Deep in the transportation bill that Congress passed last week is a seemingly small but possibly critical change in funding for Amtrak, the country’s national passenger rail service. Lawmakers want to separate the budget for routes along the popular Northeast Corridor from the rest of the network. Any operating profits that Amtrak makes on the Northeast route, which people actually use, would be reinvested there rather than going to prop up lines elsewhere – a long-overdue reform.

Rail is a must-have for the urban zone from Washington to Boston. Washington, Philadelphia and New York account for nearly a third of Amtrak’s passengers. The Northeast Corridor posts an operating profit of about $400 million.

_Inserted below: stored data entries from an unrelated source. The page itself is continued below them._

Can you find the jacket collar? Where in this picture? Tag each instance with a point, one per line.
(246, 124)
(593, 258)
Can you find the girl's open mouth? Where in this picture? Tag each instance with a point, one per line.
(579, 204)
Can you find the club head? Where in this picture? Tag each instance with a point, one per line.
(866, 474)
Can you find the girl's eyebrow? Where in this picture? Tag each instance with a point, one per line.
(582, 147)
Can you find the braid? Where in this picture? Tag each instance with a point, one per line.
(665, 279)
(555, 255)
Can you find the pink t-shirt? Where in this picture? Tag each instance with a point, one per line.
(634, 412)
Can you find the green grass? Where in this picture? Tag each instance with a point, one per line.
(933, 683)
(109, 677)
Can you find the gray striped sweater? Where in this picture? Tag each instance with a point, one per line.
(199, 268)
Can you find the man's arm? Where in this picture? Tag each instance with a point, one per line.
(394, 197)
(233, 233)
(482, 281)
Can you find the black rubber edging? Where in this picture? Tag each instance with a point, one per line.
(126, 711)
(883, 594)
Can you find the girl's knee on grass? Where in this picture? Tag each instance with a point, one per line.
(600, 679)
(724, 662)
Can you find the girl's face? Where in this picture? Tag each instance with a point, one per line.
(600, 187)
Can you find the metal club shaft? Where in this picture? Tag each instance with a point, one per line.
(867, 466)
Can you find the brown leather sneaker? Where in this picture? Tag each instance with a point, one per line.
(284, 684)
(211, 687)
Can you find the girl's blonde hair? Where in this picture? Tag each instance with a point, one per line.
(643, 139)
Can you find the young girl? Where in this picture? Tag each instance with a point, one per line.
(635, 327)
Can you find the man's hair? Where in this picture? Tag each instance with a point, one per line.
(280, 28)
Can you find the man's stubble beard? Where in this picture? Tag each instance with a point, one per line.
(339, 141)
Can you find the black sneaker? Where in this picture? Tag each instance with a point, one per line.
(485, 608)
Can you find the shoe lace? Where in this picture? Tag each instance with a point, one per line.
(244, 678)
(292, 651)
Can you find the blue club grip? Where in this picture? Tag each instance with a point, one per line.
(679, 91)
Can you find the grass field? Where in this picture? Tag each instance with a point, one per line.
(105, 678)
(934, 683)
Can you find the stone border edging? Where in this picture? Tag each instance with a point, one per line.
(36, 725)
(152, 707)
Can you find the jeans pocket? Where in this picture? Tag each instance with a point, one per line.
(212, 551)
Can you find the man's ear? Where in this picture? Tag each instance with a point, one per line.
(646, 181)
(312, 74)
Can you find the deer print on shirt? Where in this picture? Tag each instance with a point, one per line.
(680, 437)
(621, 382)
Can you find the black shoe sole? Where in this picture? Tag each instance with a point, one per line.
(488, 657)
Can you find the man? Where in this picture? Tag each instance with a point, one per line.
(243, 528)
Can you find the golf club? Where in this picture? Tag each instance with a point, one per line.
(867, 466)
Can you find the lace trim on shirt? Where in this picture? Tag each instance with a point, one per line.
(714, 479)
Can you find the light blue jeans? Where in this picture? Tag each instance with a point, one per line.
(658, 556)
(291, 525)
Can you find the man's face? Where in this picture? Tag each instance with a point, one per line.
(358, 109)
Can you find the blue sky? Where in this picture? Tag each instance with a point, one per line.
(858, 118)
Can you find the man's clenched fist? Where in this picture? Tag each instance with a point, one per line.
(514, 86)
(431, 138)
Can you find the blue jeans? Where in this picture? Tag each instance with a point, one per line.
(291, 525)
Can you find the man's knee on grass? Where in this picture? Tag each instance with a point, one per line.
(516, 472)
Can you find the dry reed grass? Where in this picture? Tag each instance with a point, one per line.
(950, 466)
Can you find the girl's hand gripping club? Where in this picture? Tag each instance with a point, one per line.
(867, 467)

Keeping the Northeast Corridor and the rest of the national network on the same account has forced popular routes to subsidize less popular ones. This partially explains the sorry state of even Amtrak’s most critical lines. A train derailed in Philadelphia in May because required safety upgrades had not been completed. A couple of months later, electrical problems in two aging tunnels under the Hudson River snarled train traffic. When Northeast Corridor train service shuts down, the country loses roughly $100 million a day in economic activity.

Segregating the Northeast Corridor’s budget from the rest of the system’s will not be a cure-all. For one thing, Amtrak retains some flexibility to transfer money between accounts, so there’s still an opportunity for Amtrak to force Northeastern rail passengers to subsidize others.

Moreover, rail travel is an expensive service, even where demand is high. The Northeast Corridor faces high costs, such as for those Hudson River tunnels, that federal and local governments will probably have to help pay.

But making the Northeast Corridor more independent and self-sustaining should focus improvements on where they are most needed and, in the long term, open the way for more public and private investment.